Your emotional pain is showing up to tell you that something is out of whack with your system. It is there to tell you something needs to be addressed. It is demanding your attention. Don't run from your pain.
Most of us want to avoid pain, and discipline or doing what needs to be done, is usually painful.
This is because it requires effort, action and vulnerability. It requires us to be consistent and conscious. It may also require us to be open to other people's judgement. People might question why you are doing something different to them. This is probably most people's biggest fear and yet...everyone feels it. What's the worst thing that could happen if you did what you needed to do and someone didn't like it? Probably nothing! Not everyone is going to understand what you are doing and we need to learn to be okay with that!
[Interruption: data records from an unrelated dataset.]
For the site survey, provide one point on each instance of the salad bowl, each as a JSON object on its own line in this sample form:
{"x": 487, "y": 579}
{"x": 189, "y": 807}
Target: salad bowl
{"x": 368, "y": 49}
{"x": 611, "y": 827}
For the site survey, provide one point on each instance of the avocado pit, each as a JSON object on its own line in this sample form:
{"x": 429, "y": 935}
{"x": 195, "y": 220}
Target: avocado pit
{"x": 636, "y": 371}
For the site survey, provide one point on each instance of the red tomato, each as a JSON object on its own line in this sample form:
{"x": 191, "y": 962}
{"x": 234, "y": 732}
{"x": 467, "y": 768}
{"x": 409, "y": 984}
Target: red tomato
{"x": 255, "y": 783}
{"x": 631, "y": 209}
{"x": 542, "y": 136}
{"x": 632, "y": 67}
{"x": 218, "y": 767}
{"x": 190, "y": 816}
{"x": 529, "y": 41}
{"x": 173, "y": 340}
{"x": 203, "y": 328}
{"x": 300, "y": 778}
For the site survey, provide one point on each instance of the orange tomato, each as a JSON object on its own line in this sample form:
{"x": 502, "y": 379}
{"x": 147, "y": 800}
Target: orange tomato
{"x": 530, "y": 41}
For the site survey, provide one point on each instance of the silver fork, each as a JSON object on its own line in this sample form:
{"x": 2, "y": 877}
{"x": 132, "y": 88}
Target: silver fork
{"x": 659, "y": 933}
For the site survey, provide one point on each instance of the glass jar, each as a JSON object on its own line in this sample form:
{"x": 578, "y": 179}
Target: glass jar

We are what we repeatedly do. Excellence, then, is not an act but a habit. (Will Durant)
I love this quote! When we keep repeating the same habits and patterns of thought and behaviour, they become 'who we are'. We can choose to do what we do, think what we think. So...if you think about it carefully - we can consciously choose to be our highest self every time we show up for something or someone. We can consciously choose our best thoughts and our best behaviours and responses in each moment. When we do it again and again - then it becomes habit and a new pattern!
Discipline is being able to force yourself to do something, in spite of how you feel, over and over until it becomes a habit.
Don't avoid situations where you might make a mistake!
Avoiding mistakes could be the biggest mistake of all! The activity you are avoiding the most is likely to hold your biggest opportunity . Patterns can be changed if only we did something different to what we normally do! Sometimes, that requires us to take a risk and step into the unknown! We are not always going to have the answers before we start. Just show up and give your best self.
It is so incredibly important to teach our little humans that just because we have always done something a particular way, does not mean that it has to stay that way and can not change!
It is also important that WE understand that just because we see the same patterns of behaviour in our kids, that they are always going to be like that and that is just 'who they are'. Don't keep telling yourself or others - "Oh that's just what he is like! He does that all the time!" and think that it is true because that will be passed onto your kids and they will believe it too.
Patterns of behaviour can be changed! We are not stuck in them. We have control and so do our kids. Easy? Nope not always! Worth it? Yes! To become the best version of ourselves and for our kids to the same - absolutely worth the pain of changing the habit!